I decided to grab some food and keep to my walking commitment…but veer very far from the boisterous, sweaty crowds.

In keeping with Los Angeles reputation for incredible food truck experiences, Santa Monica boasts one of the best french fries trucks in the county, just opposite the pier – The Great American Fries Co.

The fries are a little overpriced, and the cover against the sun, is a little scarce, but its so worth the munch!

Any visitor will be able to taste the freshness of the potatoes, as well as enjoy the flavor and crunch that comes form the twice cooked fries one can dip into gourmet sauces.

Walk those twice cooked fries off, along the pier, or stroll down the 3.5 mile-long beach side.

There’s obviously rollercoasters for the daring, and the Ferris wheel for the whimsical, as well as the historical landmark that is Santa Monica’s Carousel Park.

There is an incredible amount of South American-inspired (vacation beach-style) architecture, which makes up the properties looking out towards the blue sea.

Another thing the movies and television shows got right, is the activities done beach-side. People are able to safely navigate designated cycling paths, to enjoy sand, beach yoga, rollerskating, swings, and balancing bars too.

For something a little more adult, grab cocktails and enjoy the famed California vibe like the cities tastemakers, from the comfort of Shutters on the Beach.

The luxe, resort-style establishment is a celebrity favourite (seeing regular visits from Gwyneth Paltrow and Angelina Jolie) as its design is reminiscent of uppercrust New England vacations settlement, Cape Cod.

A seat at the table of Shutters Santa Monica’s The Living Room, is one of the most coveted in the city of LA.

My favourite area this side though, requires a longer walk, or Uber ride to reach: Abbot Kinney Boulevard.

Imagine the best parts of Cape Town’s internationally renowned shopping & foodie Bree Street…this is its mother.

Abbot Kinney Boulevard is situated at free-spirited Venice Beach, and is known as the ‘coolest block in America’ – not something to take lightly, considering how many states and creatives, as well as how much history and diverse cultures, make up America’s cool factor.

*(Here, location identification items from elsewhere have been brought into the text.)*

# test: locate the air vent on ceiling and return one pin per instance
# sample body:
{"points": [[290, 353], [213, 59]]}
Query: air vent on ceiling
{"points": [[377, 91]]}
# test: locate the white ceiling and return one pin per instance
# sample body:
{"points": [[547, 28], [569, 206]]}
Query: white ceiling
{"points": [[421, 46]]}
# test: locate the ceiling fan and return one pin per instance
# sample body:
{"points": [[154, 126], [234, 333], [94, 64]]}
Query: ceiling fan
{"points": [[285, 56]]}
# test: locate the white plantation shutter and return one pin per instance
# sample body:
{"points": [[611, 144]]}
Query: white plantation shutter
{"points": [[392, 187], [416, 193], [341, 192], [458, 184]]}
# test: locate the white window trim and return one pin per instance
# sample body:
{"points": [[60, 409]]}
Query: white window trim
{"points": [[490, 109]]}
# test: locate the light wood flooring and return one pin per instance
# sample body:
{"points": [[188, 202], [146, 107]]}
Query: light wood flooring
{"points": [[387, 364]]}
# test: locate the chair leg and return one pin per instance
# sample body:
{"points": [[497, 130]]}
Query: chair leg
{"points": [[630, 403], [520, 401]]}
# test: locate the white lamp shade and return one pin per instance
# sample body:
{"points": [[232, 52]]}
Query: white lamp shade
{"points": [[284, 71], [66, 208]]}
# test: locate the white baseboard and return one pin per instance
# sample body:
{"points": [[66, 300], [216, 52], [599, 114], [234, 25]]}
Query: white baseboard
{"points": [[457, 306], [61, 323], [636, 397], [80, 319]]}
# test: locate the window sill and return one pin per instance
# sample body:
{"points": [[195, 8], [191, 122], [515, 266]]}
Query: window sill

The quintessential-but-edgy LA boulevard, is named after a developer who did amazing things for Venice’s urban grid, but its the iridescent skyline and happenings that occur here, which define its ‘cool’ status.

Once a month, Abbot Kinney basically transforms into the Neighbourgoods Market/Farmers Market on steroids – with food trucks (serving everything from Vietnamese food to gourmet doughnuts – a global festival of flavor) lining the entire street, and entertainment spilling in and out of side streets and stores too.

There are many a budding boutiques making a home on this laidback street, hipster galleries showcasing local creatives works, and new age eateries tantalising Instagram-loving hoards with disposable income burning a hole in their pockets.

I enjoyed searching for gifts, weird knick-knacks, native beauty offerings, and antiques, amid their boho stores (like A+R) and boutique spas.

One of the startling things about this boulevard, is how small many shops (like The Cruiser Collection and Jack Spade) appear, yet if you head in, you’ll find a whole oasis sequestered from the rest of the bustle on the streets.

I shopped a little(I’ve yet to unveil the ltd edition sneakers I got, from Waraku), and then developed the mother of all hunger pangs, before I headed to the ‘No Photos Allowed’ restaurant Gjelina (click for review) – headed by noted LA chef Travis Lett, and favoured among many celebrities like Lenny Kravitz and Drake.

If you finish dinner at Gjelina, or any of the many restaurants and cafes dotting Abbot Kinney, then take a safe nighttime stroll – maybe smoking some legal California cannabis at a newly opened kushy spot(1300 block of Abbot Kinney Boulevard), or pumping yourself up with some Kombucha drinks.

Take in intricate street art, or get high off sound (yeah, that’s a thing here) – there are no limits to how much things visitors could seek enjoyment from.

Los Angeles is truly amazing, and its boundaries are hella porous – spilling out large expanses of beautiful spaces occupied by interesting people.

I’m such a fan, and I cant wait to show you more!